A young princess is married-off to a mentally disturbed young king and seeks solace in the arms of her physician in A Royal Affair.
I have to admit that I don’t really know much of anything about the broader history of Denmark. In the United States that pretty much means I’m like nearly everyone else. A Royal Affair is a solid film that relates a small portion of that history. It covers a period of mainly six years starting in 1766 when the Enlightenment period is just evolving across all of Europe. This is the age of Voltaire.
A 15 year-old English princess (Caroline, played by Alicia Vikander) is set to be married to the young King of Denmark — Christian VII (Mikkel Boe Følsgaard). However, she has little idea that the King isn’t playing with quite a full deck. She resigns herself to her fate and instead focuses on raising her children, trying to bring about reform where possible and, as referenced by the title, having an affair with the King’s personal physician — Dr. Johann Struensee (Mads Mikkelsen who many will recognize as the bad guy in the Bond film Casino Royale).
The tale is an epic one, though it does take an act or two to gather enough steam to keep the viewer from dozing off. Once it does get going it never lets up, culminating in a powerful ending that had me nearly gasping for breath. What plays as a romance in the trailers is really a much deeper, much more lasting endeavor that’s oh so bittersweet.

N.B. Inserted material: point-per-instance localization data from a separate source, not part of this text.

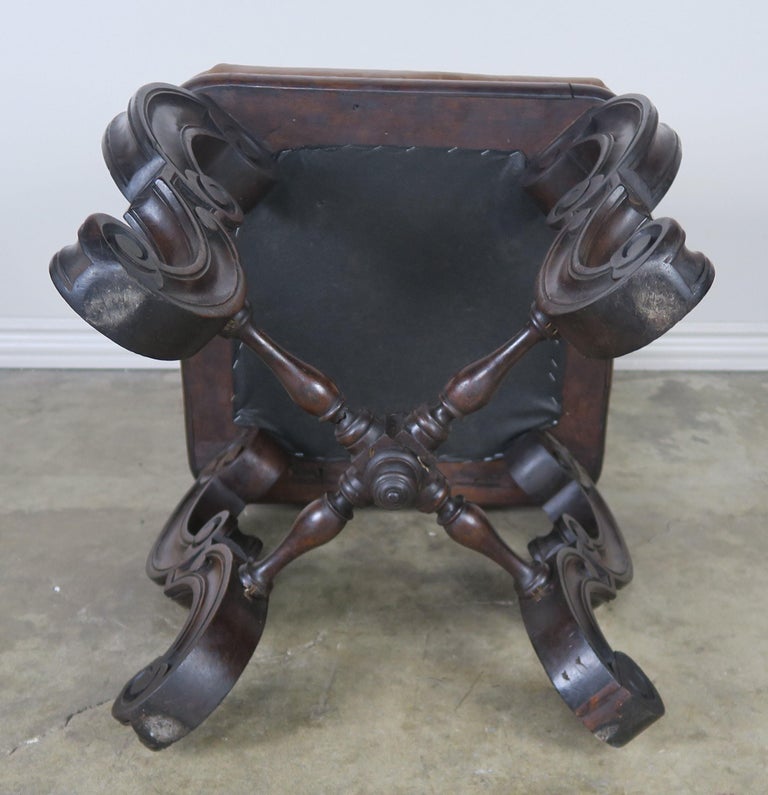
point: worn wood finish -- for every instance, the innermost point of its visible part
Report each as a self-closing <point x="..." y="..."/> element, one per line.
<point x="169" y="280"/>
<point x="324" y="107"/>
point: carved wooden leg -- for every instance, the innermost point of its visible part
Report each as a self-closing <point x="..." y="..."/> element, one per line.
<point x="320" y="522"/>
<point x="196" y="558"/>
<point x="588" y="561"/>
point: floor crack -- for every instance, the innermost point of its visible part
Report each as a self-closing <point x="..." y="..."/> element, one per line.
<point x="40" y="737"/>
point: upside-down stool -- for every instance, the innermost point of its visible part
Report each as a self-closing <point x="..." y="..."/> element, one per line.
<point x="295" y="233"/>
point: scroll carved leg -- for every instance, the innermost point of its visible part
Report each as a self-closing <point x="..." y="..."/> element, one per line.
<point x="588" y="561"/>
<point x="196" y="558"/>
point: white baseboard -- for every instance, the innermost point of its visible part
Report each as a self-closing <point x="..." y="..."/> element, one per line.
<point x="704" y="346"/>
<point x="69" y="343"/>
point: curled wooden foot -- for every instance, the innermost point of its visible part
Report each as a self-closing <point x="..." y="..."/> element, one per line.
<point x="176" y="692"/>
<point x="588" y="562"/>
<point x="197" y="558"/>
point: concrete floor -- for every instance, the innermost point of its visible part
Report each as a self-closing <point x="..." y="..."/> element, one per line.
<point x="393" y="661"/>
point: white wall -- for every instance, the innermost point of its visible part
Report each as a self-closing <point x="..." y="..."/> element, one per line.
<point x="70" y="67"/>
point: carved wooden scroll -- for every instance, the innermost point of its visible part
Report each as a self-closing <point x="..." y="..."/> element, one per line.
<point x="614" y="279"/>
<point x="168" y="279"/>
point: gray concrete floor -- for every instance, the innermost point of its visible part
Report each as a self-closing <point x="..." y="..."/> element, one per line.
<point x="393" y="661"/>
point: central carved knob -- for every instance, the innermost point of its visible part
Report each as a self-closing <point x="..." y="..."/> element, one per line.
<point x="395" y="483"/>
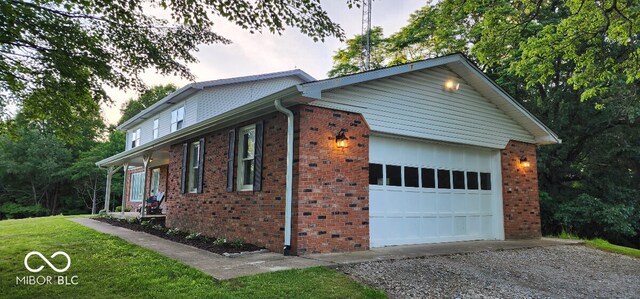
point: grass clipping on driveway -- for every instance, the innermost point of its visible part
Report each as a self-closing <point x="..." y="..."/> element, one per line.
<point x="108" y="267"/>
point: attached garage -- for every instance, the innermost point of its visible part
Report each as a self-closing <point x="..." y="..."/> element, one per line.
<point x="427" y="192"/>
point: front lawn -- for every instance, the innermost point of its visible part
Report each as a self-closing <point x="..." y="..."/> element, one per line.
<point x="108" y="267"/>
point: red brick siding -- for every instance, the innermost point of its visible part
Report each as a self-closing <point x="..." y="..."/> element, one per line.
<point x="131" y="205"/>
<point x="520" y="192"/>
<point x="331" y="185"/>
<point x="255" y="217"/>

The cinematography is wonderful, perfectly presenting the era in just the right tones and that includes a useful (if forgettable) musical score. The acting is strong throughout with nearly every role leaving the viewer with a haunting element that seems duly appropriate for the material. One standout is Trine Dyrholm as the Queen Dowager Julianne Marie whose every moment on screen seems to burn with deep running emotions.
I can’t say much about the accuracy of the film as very little seems to have been written about the period online. However, what is there is fairly represented here and it seems quite amazing that such a curious and engaging tail has gone largely untold.
One of the best things I can say about the movie is that the longer I dwell on it, the better it comes off.